Noting that $\overline{x} = \frac{1}{n+1}\sum_{i=0}^{n}x_{i}$ implies that $\sum_{i=0}^{n}x_{i} = (n+1)\overline{x}$, we'll work from the right hand side to the left hand side.
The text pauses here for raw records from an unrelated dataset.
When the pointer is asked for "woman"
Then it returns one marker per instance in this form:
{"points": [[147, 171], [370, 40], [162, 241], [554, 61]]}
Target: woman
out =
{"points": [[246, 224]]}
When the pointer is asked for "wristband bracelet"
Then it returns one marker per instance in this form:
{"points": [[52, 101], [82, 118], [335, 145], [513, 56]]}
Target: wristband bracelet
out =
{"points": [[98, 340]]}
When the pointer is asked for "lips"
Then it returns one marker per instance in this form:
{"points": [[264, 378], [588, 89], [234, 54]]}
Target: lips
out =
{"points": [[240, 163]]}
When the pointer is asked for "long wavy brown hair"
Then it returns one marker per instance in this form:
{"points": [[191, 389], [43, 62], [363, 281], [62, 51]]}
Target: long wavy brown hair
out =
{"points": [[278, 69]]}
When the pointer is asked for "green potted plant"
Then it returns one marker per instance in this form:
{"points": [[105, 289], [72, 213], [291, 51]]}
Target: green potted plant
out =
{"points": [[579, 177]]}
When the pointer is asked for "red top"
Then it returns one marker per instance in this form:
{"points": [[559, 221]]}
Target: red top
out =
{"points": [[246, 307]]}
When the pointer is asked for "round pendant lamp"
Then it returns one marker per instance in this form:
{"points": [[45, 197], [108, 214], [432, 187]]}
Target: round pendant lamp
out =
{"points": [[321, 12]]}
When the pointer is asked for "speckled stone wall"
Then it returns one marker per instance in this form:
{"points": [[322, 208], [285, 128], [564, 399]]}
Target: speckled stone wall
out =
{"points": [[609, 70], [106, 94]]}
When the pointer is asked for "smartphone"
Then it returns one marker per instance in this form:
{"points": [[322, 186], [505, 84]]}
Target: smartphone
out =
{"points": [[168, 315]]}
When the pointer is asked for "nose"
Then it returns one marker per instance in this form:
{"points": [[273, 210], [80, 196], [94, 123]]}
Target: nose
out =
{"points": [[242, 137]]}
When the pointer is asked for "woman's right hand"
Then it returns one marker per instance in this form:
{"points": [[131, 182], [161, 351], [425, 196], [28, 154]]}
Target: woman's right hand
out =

By multiplying out the terms, we get
$$
\frac{\sum_{i=0}^{n}(x_{i} -\overline{x})(y_{i}-\overline{y})}{\sum_{i=0}^{n}(x_{i} -\overline{x})^{2}}
= \frac{\sum_{i=0}^{n}(x_{i}y_{i} - \overline{x}y_{i} - \overline{y}x_{i} + \overline{x}\overline{y})}{\sum_{i=0}^{n}(x_{i}^{2} - 2\overline{x}x_{i} + \overline{x}^{2})}.
$$
Distributing the sum,
$$
\frac{\sum_{i=0}^{n}(x_{i}y_{i} - \overline{x}y_{i} - \overline{y}x_{i} + \overline{x}\overline{y})}{\sum_{i=0}^{n}(x_{i}^{2} - 2\overline{x}x_{i} + \overline{x}^{2})}
= \frac{\sum_{i=0}^{n}x_{i}y_{i} - \sum_{i=0}^{n}\overline{x}y_{i} - \sum_{i=0}^{n}\overline{y}x_{i} + \sum_{i=0}^{n}\overline{x}\overline{y}}{\sum_{i=0}^{n}x_{i}^{2} - 2\sum_{i=0}^{n}\overline{x}x_{i} + \sum_{i=0}^{n}\overline{x}^{2}}
$$
and by taking the $\overline{x}$ and $\overline{y}$ out of the sums (since they don't depend on the sum), the right hand side becomes
$$
\frac{\sum_{i=0}^{n}x_{i}y_{i} - \overline{x}\sum_{i=0}^{n}y_{i} - \overline{y}\sum_{i=0}^{n}x_{i} + \overline{x}\overline{y}\sum_{i=0}^{n}1}{\sum_{i=0}^{n}x_{i}^{2} - 2\overline{x}\sum_{i=0}^{n}x_{i} + \overline{x}^{2}\sum_{i=0}^{n}1}.
$$
Now using $\sum_{i=0}^{n}1 = n+1$ and $\sum_{i=0}^{n}x_{i} = (n+1)\overline{x}$ (and the same identity for $\overline{y}$), we get
$$
\frac{\sum_{i=0}^{n}x_{i}y_{i} - \overline{y}\sum_{i=0}^{n}x_{i} - (n+1)\overline{x}\overline{y} + (n+1)\overline{x}\overline{y}}{\sum_{i=0}^{n}x_{i}^{2} - 2(n+1)\overline{x}^{2} + (n+1)\overline{x}^{2}}
$$
which simplifies to
$$
\frac{\sum_{i=0}^{n}x_{i}y_{i} - \overline{y}\sum_{i=0}^{n}x_{i}}{\sum_{i=0}^{n}x_{i}^{2} - (n+1)\overline{x}^{2}}.
$$
Finally, rewrite $(n+1)\overline{x}^{2} = (n+1)\overline{x}\overline{x} = \overline{x}\sum_{i=0}^{n}x_{i}$ to get
$$
\frac{\sum_{i=0}^{n}x_{i}y_{i} - \overline{y}\sum_{i=0}^{n}x_{i}}{\sum_{i=0}^{n}x_{i}^{2} - \overline{x}\sum_{i=0}^{n}x_{i}},
$$
exactly as required.